That’s good for the bottom line but bad for Regional Food Bank of Oklahoma.
“All the producers are getting better at not making errors,” said Angie Gaines, director of marketing and communications for the food bank. “Which is great for them, but that also means we are down in our donations.”
One of the food bank’s sources of donations comes from mislabeled food items.

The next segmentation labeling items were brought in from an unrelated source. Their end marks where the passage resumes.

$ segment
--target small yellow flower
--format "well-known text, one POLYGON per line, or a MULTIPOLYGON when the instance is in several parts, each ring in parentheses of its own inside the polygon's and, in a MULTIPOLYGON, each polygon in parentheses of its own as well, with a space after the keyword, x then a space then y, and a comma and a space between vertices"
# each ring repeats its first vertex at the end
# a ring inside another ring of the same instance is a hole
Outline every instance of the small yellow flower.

The decrease in mislabeled products, along with a drop in donations from the U.S. Department of Agriculture’s commodities program (The Emergency Food Assistance Program), have left the food bank with a shortage of nearly 3.4 million pounds of food compared to last year.
“We are essentially down 2.8 million meals,” Gaines said.

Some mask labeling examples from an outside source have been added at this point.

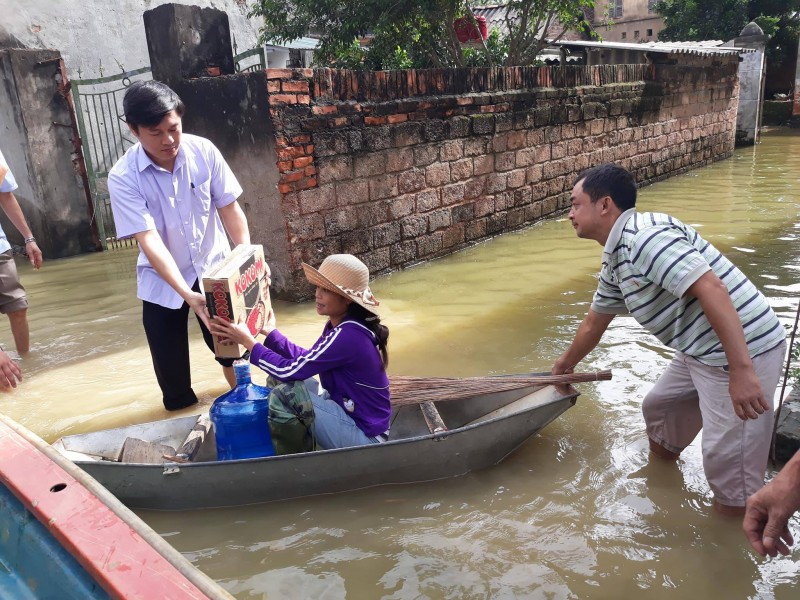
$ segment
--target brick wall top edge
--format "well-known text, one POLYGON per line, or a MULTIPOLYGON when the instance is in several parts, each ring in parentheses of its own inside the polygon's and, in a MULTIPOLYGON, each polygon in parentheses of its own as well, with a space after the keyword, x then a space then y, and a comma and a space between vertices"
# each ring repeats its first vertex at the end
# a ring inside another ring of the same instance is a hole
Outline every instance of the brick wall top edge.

The drop in donations have left some shelves empty in the food bank’s 90,000-square-foot distribution center, which makes this year’s Stamp Out Hunger Food Drive even more critical.

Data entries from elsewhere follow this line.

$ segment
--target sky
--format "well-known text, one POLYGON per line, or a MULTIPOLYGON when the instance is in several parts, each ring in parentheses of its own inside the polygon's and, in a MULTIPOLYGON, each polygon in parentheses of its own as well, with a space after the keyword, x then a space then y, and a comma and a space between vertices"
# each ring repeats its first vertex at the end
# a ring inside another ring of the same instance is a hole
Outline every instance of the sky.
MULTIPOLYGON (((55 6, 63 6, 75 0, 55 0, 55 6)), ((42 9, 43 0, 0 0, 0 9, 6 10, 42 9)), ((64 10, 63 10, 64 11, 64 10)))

This week, residents across central Oklahoma were given plastic donation bags by mail carriers. On Saturday, mail carriers will pick up any bags that have been left at the front door with donated food items inside.
“Typically, we collect 800,000 to a million pounds of food from [the food drive],” Gaines said. “So that’s going to help close that gap.”
Drops in the USDA and mislabeled product donations are likely to remain, so Gaines said community donations will play an even bigger part in helping the food bank meet its yearly goals.
“Turning to the community for more donations is probably the solution,” Gaines said.
The food bank distributed nearly 48 million pounds of food last year, a new record. The need is expected to continue to rise as one in six Oklahomans struggles with hunger, Gaines said.